Scrivo questo racconto ripensando a un momento della mia vita molto particolare. Il tempo è galantuomo e ha il merito di rendere meno dolorose anche le circostanze più difficili da dimenticare. Ne addolcisce il ricordo, almeno nelle loro forme più decise, conservandone quelle più tenui. Quando un fatto di vita viene ricordato a distanza di anni, diventa quasi impossibile riviverlo con le stesse emozioni di quando è accaduto. L’emotività del momento lascia il posto alla malinconia: chi lo rievoca è portato ad abbassare lo sguardo e a fare altrettanto col tono di voce, magari senza entrare troppo nei dettagli.
Anche a me è capitata una storia analoga. L’ho vissuta quando ero piccolo, senza esserne consapevole, ma riaffiora nei miei pensieri di tanto in tanto.
Stavo per compiere quattro anni. All’epoca abitavo già in via Rodi, ad Arezzo, ma anziché stare di casa nell’appartamento al secondo piano, dove vivo ancora adesso, e che a quell’epoca era intestato a mio nonno, alloggiavo in affitto in quello all’ultimo piano. Mio fratello non era ancora nato. Sarebbe venuto al mondo due anni più tardi.
L’atmosfera familiare era serena. Nell’appartamento all’ultimo piano eravamo in tre: io, mio padre e mia madre, mentre nell’altro abitavano i nonni paterni. Cominciavo a scorrazzare il condominio in giù e in su, e tutte le scuse per fare le scale, e scendere a trovare i nonni, diventavano buone.
Mio padre insegnava già all’Istituto tecnico industriale Galilei di Arezzo, mentre mia madre, dopo avere insegnato come maestra elementare ed essere stata poi dipendente amministrativa della ditta Konz, era riuscita a ottenere la pensione in anticipo a causa di una menomazione a un braccio provocata da un infortunio domestico.
Non ricordo con precisione il periodo. Quello che rammento, e che i miei genitori mi hanno poi confermato, fu il repentino passaggio da uno stato di generale euforia a una condizione di grande tristezza.

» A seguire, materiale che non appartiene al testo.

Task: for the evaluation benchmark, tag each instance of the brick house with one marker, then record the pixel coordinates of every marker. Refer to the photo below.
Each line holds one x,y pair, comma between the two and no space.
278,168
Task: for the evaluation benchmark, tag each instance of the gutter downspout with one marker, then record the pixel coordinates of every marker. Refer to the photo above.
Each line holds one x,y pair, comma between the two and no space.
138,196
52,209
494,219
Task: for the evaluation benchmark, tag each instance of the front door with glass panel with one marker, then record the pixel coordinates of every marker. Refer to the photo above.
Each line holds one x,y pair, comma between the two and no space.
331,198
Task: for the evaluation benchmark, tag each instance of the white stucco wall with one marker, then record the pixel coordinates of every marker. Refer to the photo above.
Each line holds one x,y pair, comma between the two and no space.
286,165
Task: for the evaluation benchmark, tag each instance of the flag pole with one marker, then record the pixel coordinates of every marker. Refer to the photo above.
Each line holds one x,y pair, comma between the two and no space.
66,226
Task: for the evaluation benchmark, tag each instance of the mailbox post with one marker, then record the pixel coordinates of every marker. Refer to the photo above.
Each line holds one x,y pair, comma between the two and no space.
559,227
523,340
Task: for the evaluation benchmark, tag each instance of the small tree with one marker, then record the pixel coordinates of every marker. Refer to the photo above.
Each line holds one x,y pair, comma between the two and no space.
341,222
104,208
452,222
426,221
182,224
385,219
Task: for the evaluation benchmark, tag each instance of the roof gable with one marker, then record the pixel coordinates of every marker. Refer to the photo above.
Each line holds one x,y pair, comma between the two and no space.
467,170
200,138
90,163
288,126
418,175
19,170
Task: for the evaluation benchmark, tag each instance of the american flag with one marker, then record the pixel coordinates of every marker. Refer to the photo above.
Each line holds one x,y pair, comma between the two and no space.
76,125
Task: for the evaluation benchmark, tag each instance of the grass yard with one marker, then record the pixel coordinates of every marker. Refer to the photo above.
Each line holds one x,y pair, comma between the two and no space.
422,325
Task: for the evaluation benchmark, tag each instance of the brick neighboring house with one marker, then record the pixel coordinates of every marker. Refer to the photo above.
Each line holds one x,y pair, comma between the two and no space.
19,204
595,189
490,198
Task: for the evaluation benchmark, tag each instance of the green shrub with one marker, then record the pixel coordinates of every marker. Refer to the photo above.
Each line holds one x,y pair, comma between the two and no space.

Avevano il desiderio di non farmi sentire solo e, approfittando di una situazione familiare ormai stabile, e del giusto intervallo di tempo dalla mia nascita, avevano deciso di regalarmi un fratellino.
Capivo e non capivo. Riuscivo a intuire la loro gioia e quella dei miei nonni attraverso i loro sguardi e il tono delle loro voci, ma non potevo certo comprendere, fino in fondo, quale fosse il motivo della loro eccitazione. Ricordo che all’improvviso, da un giorno all’altro, tutto cambiò. Iniziarono a parlare di meno, rivolgendomi la parola senza lo stesso entusiasmo di prima, almeno per qualche tempo.
Tutto il resto è il frutto di dialoghi, più o meno intimi, avvenuti diversi anni dopo.
Anna Tosi nacque nella clinica San Giuseppino, la stessa dove tre anni e mezzo prima ero nato io. Rimase al mondo un solo giorno. Era nata di sei mesi e mezzo e manifestò subito notevoli problemi respiratori. La minuscola cassa toracica si dilatava in maniera anomala rispetto a quella normale. È facile pensare che oggi sarebbe, comunque, sopravvissuta, ma le dotazioni mediche e strumentali di allora, meno perfezionate di quelle attuali, non glielo consentirono. Mio padre la rivestì e la depose in una bara minuscola. Aveva i capelli neri e assomigliava a una bambolina con gli occhi chiusi. Fu portata al cimitero cittadino.
Per alcuni anni ho chiesto dove fosse stata sepolta e, quando andavamo a trovare gli altri parenti defunti, domandavo ai miei genitori di andare a cercarla.
Oggi non sarei in grado di riconoscere dove lei sia. Mi limito ad arrivarci col pensiero.